Well, well, well.
In a US customs messaging note quietly slipped out in the early hours of Saturday, a series of numbers were listed as exempt from the 125% tariff on goods entering the country from China.
The code “8517.13.00.00” means very little to most of the world, but in the US customs list it represents smartphones.
The inclusion meant that the number one Chinese export to America by value last year was exempted from the import taxes, alongside other electronic devices and components, including semiconductors, solar cells and memory cards.
In the context of the US Commerce Secretary Howard Lutnick just days ago announcing that part of the point of escalating tariffs on China was to bring back iPhone production to the US, this was a stunning about-turn.
The US has now excluded the single biggest Chinese export, and certainly the most high profile finished good from tariffs, without publicly announcing it at first.
It is worth considering what would have happened in the absence of this exemption.
The effect of 125% tariffs on Apple’s Zhengzou manufacturing facility in eastern China would have started to show in weeks at most across American Apple stores. It would have been a totemic “sticker shock” for the White House tumultuous tariff push.

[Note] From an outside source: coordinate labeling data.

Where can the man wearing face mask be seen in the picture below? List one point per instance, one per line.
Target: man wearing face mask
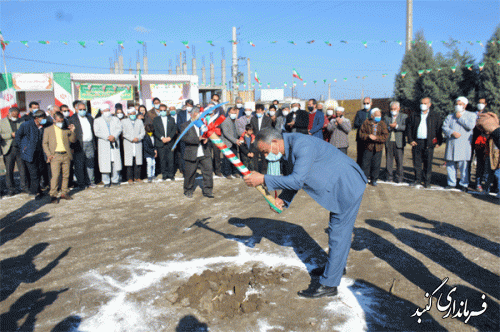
(11, 151)
(340, 127)
(259, 122)
(361, 116)
(29, 139)
(457, 128)
(154, 112)
(331, 178)
(56, 145)
(394, 147)
(374, 134)
(424, 132)
(84, 146)
(107, 129)
(297, 121)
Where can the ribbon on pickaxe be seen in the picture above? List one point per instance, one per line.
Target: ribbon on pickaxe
(213, 133)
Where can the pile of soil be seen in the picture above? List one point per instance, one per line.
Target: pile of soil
(224, 292)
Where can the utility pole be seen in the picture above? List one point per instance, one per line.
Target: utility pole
(235, 66)
(409, 24)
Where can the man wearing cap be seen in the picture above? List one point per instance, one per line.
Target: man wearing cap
(394, 146)
(458, 128)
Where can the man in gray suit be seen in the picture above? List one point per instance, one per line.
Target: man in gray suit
(230, 138)
(10, 150)
(394, 146)
(331, 178)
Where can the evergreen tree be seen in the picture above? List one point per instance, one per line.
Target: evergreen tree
(489, 77)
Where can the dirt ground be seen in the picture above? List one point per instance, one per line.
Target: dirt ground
(143, 257)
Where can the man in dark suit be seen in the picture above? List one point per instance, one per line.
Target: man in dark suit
(394, 146)
(29, 139)
(361, 116)
(165, 131)
(258, 122)
(84, 147)
(331, 178)
(197, 153)
(424, 132)
(297, 121)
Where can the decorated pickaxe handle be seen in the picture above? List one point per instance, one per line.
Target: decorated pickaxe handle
(217, 141)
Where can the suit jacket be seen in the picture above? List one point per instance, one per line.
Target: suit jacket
(6, 139)
(266, 123)
(318, 122)
(49, 143)
(159, 131)
(301, 122)
(192, 141)
(434, 128)
(399, 131)
(74, 120)
(29, 139)
(329, 176)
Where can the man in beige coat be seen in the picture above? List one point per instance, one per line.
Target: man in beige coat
(56, 142)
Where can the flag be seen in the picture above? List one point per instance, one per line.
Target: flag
(256, 76)
(2, 41)
(296, 74)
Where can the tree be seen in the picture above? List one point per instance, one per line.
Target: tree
(489, 77)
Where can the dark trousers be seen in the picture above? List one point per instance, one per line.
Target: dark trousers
(134, 171)
(166, 162)
(340, 230)
(371, 164)
(10, 160)
(216, 158)
(206, 172)
(35, 169)
(360, 147)
(228, 167)
(391, 153)
(422, 157)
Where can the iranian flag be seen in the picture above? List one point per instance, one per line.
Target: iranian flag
(7, 94)
(256, 76)
(62, 89)
(296, 74)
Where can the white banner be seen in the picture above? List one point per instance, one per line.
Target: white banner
(33, 82)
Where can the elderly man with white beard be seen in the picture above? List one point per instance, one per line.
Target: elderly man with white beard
(457, 128)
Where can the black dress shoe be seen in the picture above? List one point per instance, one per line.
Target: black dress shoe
(321, 269)
(321, 291)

According to one Counterpoint, a global technology market research firm, as much as 80% of Apple’s iPhones intended for US sale are made in China.
The tech giant’s manufacturing profit margins are estimated to be between 40-60%. Typical iPhone prices might have moved closer to $2,000 than $1,000. The other option for Apple could have been to spread the cost across all of its global prices, but would the rest of the world accepted paying the Trump tariff tax?
A very public repricing of iPhones has been avoided, but still may occur if, as the White House House has said, that the previously imposed 20% tariffs on China related to the powerful opioid fentanyl, remain in place.
Tim Cook, the chief executive of Apple, is a key player here. He can walk into a meeting with both US president Donald Trump and China president Xi Jinping. It is not an outlandish prediction to suggest that, if it comes, any peace in the US-China trade war could be brokered by Cook.
That’s based on his deep fundamental role in connecting the two economies. He was hand selected by Apple’s co-founder Steve Jobs for his unrivalled expertise in just-in-time supply logistics.
This is all moving rather quickly now. Weekend reports in the US press claim White House trade hawk Pete Navarro is being side lined too in favour of US Treasury Secretary Scott Bessent.
Navarro was the author of the infamous equation that set so-called reciprocal tariff rates in proportion to the size of a country’s trade surplus with the US, calling it “the sum of all cheating”.
Bessent is now leading negotiations with trade partners seeking to avoid the reapplication of those rates after the 90-day pause.
There is a big question after 10 days of chaos. What is the incentive for other nations to offer much here? The Trump administration is clearly spooked by the bond market reaction to the president’s trade plans, and questions surrounding the safe haven status of US debt for investors.
In trying to stave off effective interest rates on bonds rising to 5%, the US needs deals more than just those in surplus countries.
Indeed this weekend’s broad range of exemptions are in and of themselves an astonishing U-turn on the principle embodied in the notorious tariff chart held up by Trump in the Rose Garden.
Just under a quarter of China’s total exports are now exempt from the 125% tariff, according to Capital Economics.
The consultancy suggests there are other big winners from the exemptions, with 64% of exports to the US from Taiwan, 44% from Malaysia, and just under 30% from both Vietnam and Thailand now also exempt.
The 10% universal tariff is now riddled with exemptions, and the biggest carve outs are for many nations with massive trade surpluses from electronics manufacturing.
The new tariff equation is to give an effective discount from the universal 10% (through exemptions) to those with the biggest surpluses. For example, Taiwan has a $74bn surplus with the US, and Vietnam a $124bn surplus.
This is the exact opposite of the infamous Navarro calculation from last week. In 10 days we’ve gone from the “looters and pillagers” will be hit the hardest, to (apart from China) those with big surpluses getting the biggest exemptions.
Meanwhile an ally such as the UK which according to US figures has a $12bn deficit – i.e. the US sells more to the UK than the other way round, has a 25% tariff on cars, its biggest goods exports, with number two, medicines, in line for similar charges.
The White House has gone from clearly suggesting that there would be no negotiation on the baseline 10% tariffs to offering exemptions to the very products causing the deficit that the entire policy was supposed to solve.
This is a lot more than a “row back”. Some have called in the “Art of the Repeal”. The 4D chess has been replaced by someone playing one dimensional checkers, but unable to tell the difference between opposing pieces.
The US is now negotiating with the bond markets, and itself. The rest of the world will just see how this plays out now.